By Aaron Recuenco
The Armed Forces of the Philippines (AFP) has monitored the incursion of a Chinese military surveillance ship and four warships into Philippine waters in five incidents in the past two months.
Lt. Gen. Cirilito Sobejana, commanding general of the Western Mindanao Command (WesMinCom), said his men monitored the entry of two warships in July while three more were reported this month– all of them at the Sibutu Strait.
Sibutu Strait is a channel that separates Sulu archipelago from Borneo but the five Chinese naval vessels were seen in Philippine waters.
While the area is considered as international waters where the passage of foreign vessels is allowed, Sobejana said there are still protocols that must be followed.
“Since these are warships, their entry into our territory should be coordinated,” said Sobejana.
The official said the Chinese warships could not claim innocent passage in the area since protocol dictates that armed vessels like warships must coordinate with the country which has rights over the waters where the military vessels would pass.
Sobejana said there were instances that the Chinese warships veered away from the sea lanes which allow innocent passage.
“It was not innocent passage because innocent passage means there is a straight lane where the vessels would pass. If you veer away from that straight line, that is no longer considered as innocent passage,” said Sobejana.
Sobejana said they already filed a report with the AFP leadership on the incursions that they have monitored.
Included in the report was the incident where a Chinese warship crew noticed that their presence was spotted by AFP naval and air assets. This prompted the vessel to immediately sail away from Philippine waters.
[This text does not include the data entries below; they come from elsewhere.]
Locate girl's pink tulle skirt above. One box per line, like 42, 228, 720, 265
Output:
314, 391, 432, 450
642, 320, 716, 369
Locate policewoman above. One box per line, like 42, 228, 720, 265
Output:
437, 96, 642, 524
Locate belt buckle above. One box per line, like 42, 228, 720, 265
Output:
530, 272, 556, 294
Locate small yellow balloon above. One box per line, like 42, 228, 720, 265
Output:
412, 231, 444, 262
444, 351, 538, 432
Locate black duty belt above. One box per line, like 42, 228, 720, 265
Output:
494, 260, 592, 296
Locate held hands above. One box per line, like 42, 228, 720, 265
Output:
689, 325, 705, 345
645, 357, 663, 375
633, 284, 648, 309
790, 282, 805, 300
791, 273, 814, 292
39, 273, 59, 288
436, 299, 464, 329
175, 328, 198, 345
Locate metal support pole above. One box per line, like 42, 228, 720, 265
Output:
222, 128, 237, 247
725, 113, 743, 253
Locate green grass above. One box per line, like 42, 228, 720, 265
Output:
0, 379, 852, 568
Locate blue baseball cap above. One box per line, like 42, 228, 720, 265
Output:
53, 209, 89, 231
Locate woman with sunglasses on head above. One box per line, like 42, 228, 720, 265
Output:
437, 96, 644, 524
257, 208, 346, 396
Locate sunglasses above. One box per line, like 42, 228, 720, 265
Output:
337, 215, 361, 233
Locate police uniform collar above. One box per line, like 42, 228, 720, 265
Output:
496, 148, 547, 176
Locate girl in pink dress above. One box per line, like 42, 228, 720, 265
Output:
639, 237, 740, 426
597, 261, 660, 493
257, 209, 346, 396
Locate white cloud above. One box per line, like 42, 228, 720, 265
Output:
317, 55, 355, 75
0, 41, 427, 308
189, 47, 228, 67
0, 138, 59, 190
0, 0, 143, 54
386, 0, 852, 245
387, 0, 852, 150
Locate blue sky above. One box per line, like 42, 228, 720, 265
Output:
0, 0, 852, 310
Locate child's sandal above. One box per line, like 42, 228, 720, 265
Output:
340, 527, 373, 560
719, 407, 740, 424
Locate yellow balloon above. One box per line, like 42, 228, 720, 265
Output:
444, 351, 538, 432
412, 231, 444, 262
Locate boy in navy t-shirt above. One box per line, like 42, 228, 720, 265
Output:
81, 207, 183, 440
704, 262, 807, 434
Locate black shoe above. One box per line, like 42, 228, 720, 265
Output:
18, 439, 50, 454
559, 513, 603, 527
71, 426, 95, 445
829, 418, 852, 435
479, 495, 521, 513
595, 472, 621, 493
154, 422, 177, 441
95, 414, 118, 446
“We informed the national leadership in order for them to engage with their counterparts at the Department of Foreign Affairs or any of the attaches there in Manila,” said Sobejana.
Aside from the Chinese naval vessels, large Chinese fishing vessels are regularly being monitored to be intruding into Philippine waters.
The Philippines is locked in a territorial dispute with China and other neighboring countries over the West Philippine Sea.
The Aquino administration has filed and won a case against China in the international court over the latter’s nine-dash line which claims almost all of the South China Sea.
But the Duterte administration opted for friendly ties with China that include loan packages.
President Duterte said that he would mention the Hague ruling when he meets with Chinese President Xi Jinping by the end of this month amid intense criticisms over his administration’s alleged soft stance against China.